War Crimes of a Nobel Peace Winner

Speaking to the Human Rights Council, the UN special rapporteur on human rights in Myanmar, Yanghee Lee, said that “the repressive practices of previous military governments were returning as the norm once more” in Myanmar.

 “The government leadership who did nothing to intervene, stop, or condemn these acts must also be held accountable,” added Yee. Much of the international focus has been on the role of Aung San Suu Kyi in the campaign of violence. Speaking to reporters, Yee said that “complicity is a very serious issue” but added that she had a “little element of hope” that the Nobel peace prize winner “will put her foot down and say once and for all let’s stop this”.

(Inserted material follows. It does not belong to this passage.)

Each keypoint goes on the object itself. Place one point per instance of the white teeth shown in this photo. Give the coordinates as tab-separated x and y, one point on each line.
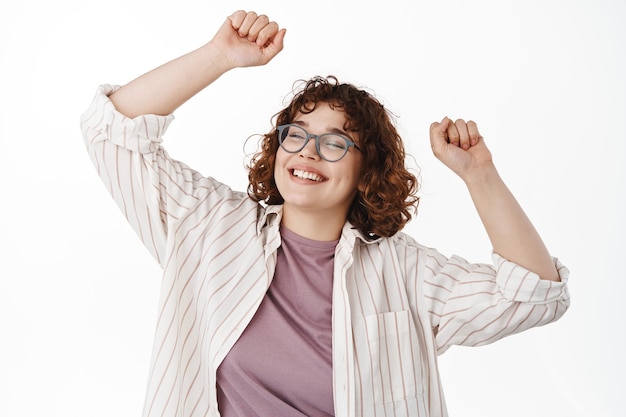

Yee called for the creation of an independent investigative body to “investigate, document, collect, consolidate, map, and analyse evidence of human rights violations and abuses”. This “master database”, she said, could then be used as the basis to put the “individuals who gave the orders and carried out violations against individuals and entire ethnic and religious groups” on trial in international criminal courts or tribunals.
Chair of the fact-finding mission, Marzuki Darusman, the former Indonesian attorney general, said the Myanmar government’s continued denial of any culpability for the violence in Rahkine was “untenable”.
Just last week the Myanmar military released a lengthy denial stating that the Rohingya – who they refer to as “illegal Bengalis”– had burned down their own villages and that their own investigation had concluded “security personnel did not commit extrajudicial killings or sexually abuse and rape women. There was no unlawful detention of people, beating, killing and arson as well.” Darusman said they had “hundreds of credible accounts of the most harrowing nature” including corroborated evidence of brutal gang rapes, sexual violence against women and the killing of babies and children. “People died from gunshot wounds, often due to indiscriminate shooting at fleeing villagers. Some were burned alive in their homes – often the elderly, disabled and young children. Others were hacked to death,” the experts told the human rights council.